How does the show appeal to both children and adults of all backgrounds and interests?

It’s family friendly, I’d be concerned about using the world child-friendly. It’s definitely not written for children, but it can be appreciated by everyone because it operates on that level and it has brought comedy and bright colours and very up-tempo music so kids do appreciate this and many come.  It’s not just a kid’s show though, it has all the things that a Cirque show has with the acrobatics and the themes that an adult can appreciate that a kid might miss.  It’s really nice that it can be appreciated by all ages.

OVO has been performed around the world, debuting in 2009.  Do you find that social changes in the last ten years has any effect on the message of the performance?

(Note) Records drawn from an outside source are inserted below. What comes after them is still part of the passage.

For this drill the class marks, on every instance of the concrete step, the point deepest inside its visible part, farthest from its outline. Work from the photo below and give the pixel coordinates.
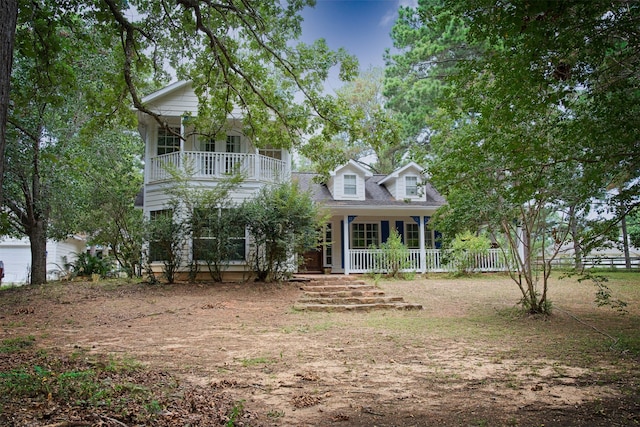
(351, 300)
(356, 307)
(345, 294)
(337, 287)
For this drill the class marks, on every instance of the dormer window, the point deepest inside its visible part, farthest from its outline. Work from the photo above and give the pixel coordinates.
(350, 185)
(411, 186)
(168, 140)
(233, 143)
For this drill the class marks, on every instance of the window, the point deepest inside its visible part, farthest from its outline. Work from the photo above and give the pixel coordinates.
(364, 235)
(328, 248)
(274, 153)
(168, 140)
(412, 235)
(350, 185)
(233, 143)
(209, 145)
(160, 242)
(411, 185)
(217, 237)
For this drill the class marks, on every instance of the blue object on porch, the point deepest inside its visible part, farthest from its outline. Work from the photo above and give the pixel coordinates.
(438, 239)
(342, 242)
(384, 230)
(400, 230)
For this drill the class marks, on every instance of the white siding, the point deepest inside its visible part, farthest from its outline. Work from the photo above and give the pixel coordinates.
(175, 103)
(338, 185)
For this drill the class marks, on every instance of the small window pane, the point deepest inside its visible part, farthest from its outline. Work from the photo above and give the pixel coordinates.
(411, 185)
(233, 143)
(412, 235)
(168, 140)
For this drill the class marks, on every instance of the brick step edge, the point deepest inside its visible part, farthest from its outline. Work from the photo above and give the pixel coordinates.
(356, 307)
(332, 288)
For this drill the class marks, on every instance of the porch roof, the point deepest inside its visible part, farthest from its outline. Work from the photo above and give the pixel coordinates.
(376, 194)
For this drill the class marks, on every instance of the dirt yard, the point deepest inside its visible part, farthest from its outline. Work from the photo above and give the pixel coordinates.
(467, 359)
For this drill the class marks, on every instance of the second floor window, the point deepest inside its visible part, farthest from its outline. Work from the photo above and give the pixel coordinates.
(350, 185)
(168, 140)
(364, 235)
(411, 185)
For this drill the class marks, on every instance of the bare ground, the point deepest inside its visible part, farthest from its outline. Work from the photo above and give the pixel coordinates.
(467, 359)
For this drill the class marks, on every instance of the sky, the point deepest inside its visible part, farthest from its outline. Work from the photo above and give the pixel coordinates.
(362, 27)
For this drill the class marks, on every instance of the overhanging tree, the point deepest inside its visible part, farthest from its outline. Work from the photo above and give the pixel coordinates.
(537, 123)
(51, 96)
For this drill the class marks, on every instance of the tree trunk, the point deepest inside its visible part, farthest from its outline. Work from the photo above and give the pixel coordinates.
(625, 243)
(8, 19)
(38, 240)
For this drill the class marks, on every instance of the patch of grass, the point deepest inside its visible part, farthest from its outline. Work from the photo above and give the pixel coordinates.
(627, 344)
(257, 361)
(17, 344)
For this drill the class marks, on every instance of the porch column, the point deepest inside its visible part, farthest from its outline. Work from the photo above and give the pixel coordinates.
(182, 132)
(423, 252)
(345, 245)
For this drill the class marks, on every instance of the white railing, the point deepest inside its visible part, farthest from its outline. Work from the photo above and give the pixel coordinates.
(207, 165)
(376, 260)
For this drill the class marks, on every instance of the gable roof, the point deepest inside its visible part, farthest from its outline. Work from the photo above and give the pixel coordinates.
(167, 90)
(364, 171)
(375, 194)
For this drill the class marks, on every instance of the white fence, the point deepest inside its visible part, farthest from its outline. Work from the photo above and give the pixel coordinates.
(377, 260)
(203, 164)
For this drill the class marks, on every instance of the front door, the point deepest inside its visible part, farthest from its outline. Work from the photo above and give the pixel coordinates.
(312, 261)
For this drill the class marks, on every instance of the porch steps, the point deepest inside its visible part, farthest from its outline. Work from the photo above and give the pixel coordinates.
(340, 293)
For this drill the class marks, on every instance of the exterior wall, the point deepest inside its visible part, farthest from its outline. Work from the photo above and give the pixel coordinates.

I think that as the world has changed and become more sensitive and more aware, the show has become maybe even more applicable.  I don’t believe the show has evolved to adapt to the world, but almost the world has become more aware of the themes of the show.  The story is of an insular colony of insects and in comes a stranger, the character of The Foreigner.  At first, they reject him because he is a different insect to them and he’s not one of them.  Through the course of the story they realise that he’s much more similar to them than different and by the end they embrace him.  This is a story of inclusion and seeing other people in real life and their differences but they’re really not that different under the skin, or the exoskeleton.  I think that’s an incredibly timely message right now with what’s going on in the world and again it’s been part of the show in the beginning.  It’s like the world is lining up with what the show is saying.

Cirque du Soleil  runs at The SSE Arena, Belfast from Wednesday 17 to Sunday 21 October ’18.